What Pets are Allowed on an Alaska Airlines Flight?
Alaska Airlines only allows dogs, cats, rabbits, and household birds in the cabin, but the pet carrier will count as a carry-on bag. In the cargo hold, they allow cats, dogs, ferrets, guinea pigs, hamsters, household birds, non-poisonous reptiles, pot-bellied pigs, rabbits, and tropical fish.
How do I Travel With a Service Animal on Alaska Airlines?
This is done much the same way as flying with a pet, however, different paperwork is required. According to their service animal policy on alaskaair.com, the animal must have a reservation, and the reservation is recommended to be made five days in advance.
A maximum of two service dogs are allowed per handler, and each animal must have a Service Animal Travel Solutions (SATS) ID number, and each animal must be up to date with their vaccinations.
Passengers with service dogs are not to sit in emergency exit seats, and you should choose a window seat to avoid the animal interfering with foot traffic during air travel.

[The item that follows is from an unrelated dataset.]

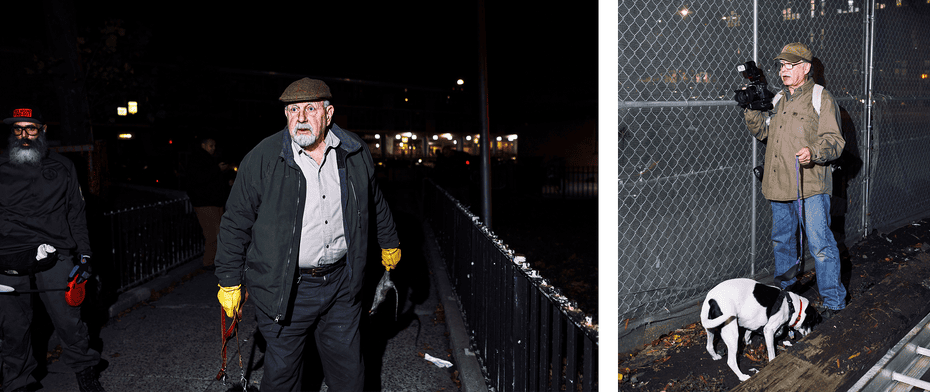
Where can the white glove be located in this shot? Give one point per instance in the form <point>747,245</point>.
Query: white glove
<point>43,251</point>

It is also recommended you print a hard copy of the DOT Service Animal Transportation Form and the email approval for travel from SATS in case of technical difficulties.

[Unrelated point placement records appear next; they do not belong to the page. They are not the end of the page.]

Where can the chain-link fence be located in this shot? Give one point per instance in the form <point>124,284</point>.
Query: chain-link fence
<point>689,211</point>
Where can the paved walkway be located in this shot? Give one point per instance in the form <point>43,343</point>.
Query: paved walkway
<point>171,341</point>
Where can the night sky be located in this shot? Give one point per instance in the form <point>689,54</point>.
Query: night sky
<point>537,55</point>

Once at the airport, you will be asked to verify that you are traveling with a service animal, that the service animal will fit in the floor space of your seat, and they will briefly assess the animal’s behavior.
On board, the plane, service animals must be seated on the floor space below your seat or on your lap. They are to behave appropriately and are not to occupy empty seats. They must also remain out of the aisle to avoid obstructing the walking path.
How do I Submit Service Animal Documents to Alaska Airlines?
To request a SATS Service Animal ID, you will need the veterinarian’s name and contact number, rabies vaccination date and expiration, and the trainer’s name or organization and contact number. From here, you can request travel with your service animal, and this step is to be done each time you make a reservation.
If your reservations were made more than 48 hours in advance, you could submit these forms through a link on alaskaair.com, and if you have made reservations less than 48 hours in advance, you will need to bring hard copies with you to the airport.
What are Alaska Airlines’ In-Flight Requirements for a Service Animal?
Service dogs are the only service animals Alaska Airlines allows.
They must remain at the handler’s feet or under their seat for the duration of the flight. They are not to be seated in an empty seat or on tray tables and are only permitted to sit in the handler’s lap if they are smaller than a two-year-old child.
The dog must be well behaved, well-groomed, and free from offensive odors. Excessive barking is prohibited, as is jumping, eating off tray tables, relieving themselves in the aircraft cabin, and aggressive behaviors.
How Much is Flying With a Pet on Alaska Airlines?
Here are the Alaska Airlines emotional support animal and pet fees:
- Alaska Airlines Fees for Pets Flying in Cabin: $100 per one-way flight
- Alaska Airlines Fees for Pets Flying in Cargo: $100 per one-way flight
- Alaska Airlines Fees for Flying with Service Dogs: There is no fee for service dogs.